Veteran Superior Court Clerk Linda Pierce faces challenge from minister Ann Hardman
The voters of Muscogee County have a choice on May 24 when they decide who will be the clerk of Superior Court, a job that centers around handling the county’s real estate, criminal and civil records and supervises about 37 employees.
Linda Pierce, the incumbent who has been in the office for more than 27 years, is seeking her eighth term. She is being challenged by Ann Hardman, a minister and political newcomer.
Pierce is one of four elected officials — Sheriff John Darr, Marshal Greg Countryman and Municipal Clerk Vivian Creighton Bishop — who are suing the city over budget issues.
Pierce said the ongoing litigation is an election issue, but she does not know what impact it will have.
“I have no clue,” she said. “However, I will tell you I had no choice. After 27 years, I have worked through a lot of issues and a lot of years when I had to work around budgets. I have given money back. However, I had a situation occur in 2013 in which a server crashed in the Information Technology Department. It held all of my real estate records and all of my court images.”
Pierce said she found out at that time there was no backup of those records.
“I was able to reconstruct all of the real estate records, but we were not able to get roughly a half million official court records back,” she said. “That was the impetuous that started it.”
Hardman said the lawsuit is not the reason she is seeking the position, but she would work to smooth out the relationship between the clerk’s office and the city, which controls the budget.
“I would work very closely to city IT person,” she said. “I want to bring leadership that bridges the gap between that office and local government. Right now, it seems to be this one is suing for this and that one is suing for that. There should be a better way to collaborate.”
Ann Hardman
At 59 years old, Hardman has never sought political office. She lives in Columbus and is the chief executive officer of three ministries based here and in her hometown of Asheville, N.C.
“I prayed about it and I felt the Lord wanted me to do it,” she said of her qualifying-week decision to seek office. “When I first heard about it, there were several offices that were up.”

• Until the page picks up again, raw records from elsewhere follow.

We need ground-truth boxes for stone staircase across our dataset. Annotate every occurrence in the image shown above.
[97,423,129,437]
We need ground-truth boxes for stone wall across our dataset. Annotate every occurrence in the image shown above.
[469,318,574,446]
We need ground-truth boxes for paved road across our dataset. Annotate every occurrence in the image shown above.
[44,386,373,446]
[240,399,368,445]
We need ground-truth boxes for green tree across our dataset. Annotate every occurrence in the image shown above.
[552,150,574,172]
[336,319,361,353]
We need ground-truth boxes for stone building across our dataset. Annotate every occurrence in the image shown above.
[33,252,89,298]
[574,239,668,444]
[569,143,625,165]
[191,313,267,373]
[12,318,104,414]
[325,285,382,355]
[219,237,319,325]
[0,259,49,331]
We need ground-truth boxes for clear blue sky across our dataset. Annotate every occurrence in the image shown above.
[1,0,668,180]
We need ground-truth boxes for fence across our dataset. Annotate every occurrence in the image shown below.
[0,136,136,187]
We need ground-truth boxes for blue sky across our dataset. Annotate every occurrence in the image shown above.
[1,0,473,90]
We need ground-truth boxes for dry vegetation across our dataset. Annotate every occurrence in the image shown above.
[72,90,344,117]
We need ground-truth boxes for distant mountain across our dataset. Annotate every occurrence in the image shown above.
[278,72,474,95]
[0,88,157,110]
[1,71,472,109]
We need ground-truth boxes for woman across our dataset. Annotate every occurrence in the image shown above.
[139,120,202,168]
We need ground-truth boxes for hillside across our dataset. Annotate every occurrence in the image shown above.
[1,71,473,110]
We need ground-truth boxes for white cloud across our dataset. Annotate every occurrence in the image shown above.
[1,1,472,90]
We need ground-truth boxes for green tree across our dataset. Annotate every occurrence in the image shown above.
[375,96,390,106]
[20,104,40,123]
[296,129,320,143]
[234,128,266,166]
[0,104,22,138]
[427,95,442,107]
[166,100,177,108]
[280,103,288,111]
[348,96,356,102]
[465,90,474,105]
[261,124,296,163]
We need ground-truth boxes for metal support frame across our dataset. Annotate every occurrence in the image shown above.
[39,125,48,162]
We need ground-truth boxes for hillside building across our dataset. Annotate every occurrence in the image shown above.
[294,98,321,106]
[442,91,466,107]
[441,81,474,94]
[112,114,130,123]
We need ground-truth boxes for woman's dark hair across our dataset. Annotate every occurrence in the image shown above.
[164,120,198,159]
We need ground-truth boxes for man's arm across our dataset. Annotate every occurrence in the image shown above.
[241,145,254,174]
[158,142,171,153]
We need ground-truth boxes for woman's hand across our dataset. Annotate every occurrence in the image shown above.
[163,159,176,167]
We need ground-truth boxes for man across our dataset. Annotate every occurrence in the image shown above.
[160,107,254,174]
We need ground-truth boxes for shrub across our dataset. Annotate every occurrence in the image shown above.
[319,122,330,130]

Her administrative work in the ministry and a decade of prior banking experience make her best suited for the Superior Court clerk’s seat held by Pierce, whom she said she has voted for several times.
“I see it more administrative,” Hardman said. “I understand the legal part. The thing that needs to be addressed is records. More technical type of filing where people can pull up information at their offices instead of coming down to our office.”
Hardman said the two things she would focus on is accountability and customer service.
“When people come in, you should be pleasant and you should not have to wait in long lines,” she said. “I have talked to a number of attorneys and they have said you have to wait too long to get copies. The first thing I will do is a forensic audit so that when I take office everything is clean. The second thing I want to do is build team leadership.”
If elected, she plans to retain her role as a minister, Hardman said.
“For 20-plus years I have trained administrators and leaders so I wouldn’t quit my job,” she said. “It would be more of what I am doing now, preaching on Sundays and training on Tuesdays.”
Linda Pierce
Pierce, who is eligible to retire, said her motivation to remain in office for four more years is to oversee the modernization of court documents.
“It looks like at some point in the next few years we are going to be implementing a modern court case management system,” she said. “Whether the funding comes first or it crashes first, one way or another it is going to happen.”
Pierce said she is working with the city’s Information Technology director to accomplish that. Asked why it has not happened yet, Pierce was specific.
“We are not a centralized court system in Georgia,” she said. “I know people say they do it across the river in Alabama, why can’t we do it. But they have a centralized court system in Alabama. We have 159 counties that are all free agents and we have a lot of court agencies that are independent of each other.”
She did say the real estate records are being modernized.
“Since I have been here at roughly an average of $90,000 spread out over a period of time, I have gone from a very elementary computer system that did nothing but enter data in it to one that has scanning, paperless deed records,” she said. “I have also online deed records at no charge. I developed the first website in the county. Over the last two years we have implemented electronic filing in real estate records. Our real estate system is truly an automated state-of-the-art system. E-filing is not mandatory, but it is optional. Locally, not as much. A lot of filing from out-of-town banks and mortgage companies.”
Chuck Williams: 706-571-8510, @chuckwilliams
Ann Hardman
Age: 59
Education: Asheville, N.C. High School, 1975; attended St. Genevies of the Pines in Asheville; Beacon College, Columbus; will graduate next month with a doctorate of theology from Kingdom Truth University in Jacksonville, Fla.
Job: CEO of Faith Worship Center in Columbus, The River of Life in Asheville and Ann Hardman Ministries.
Linda Pierce
Age: 63
Education: Jones County High School, Gray, Ga., 1970; Georgia College, degree in political science and public administration, 1974; and the University of Georgia School of Law, juris doctrate, 1980.
Job: Clerk, Superior Court for more than 27 years.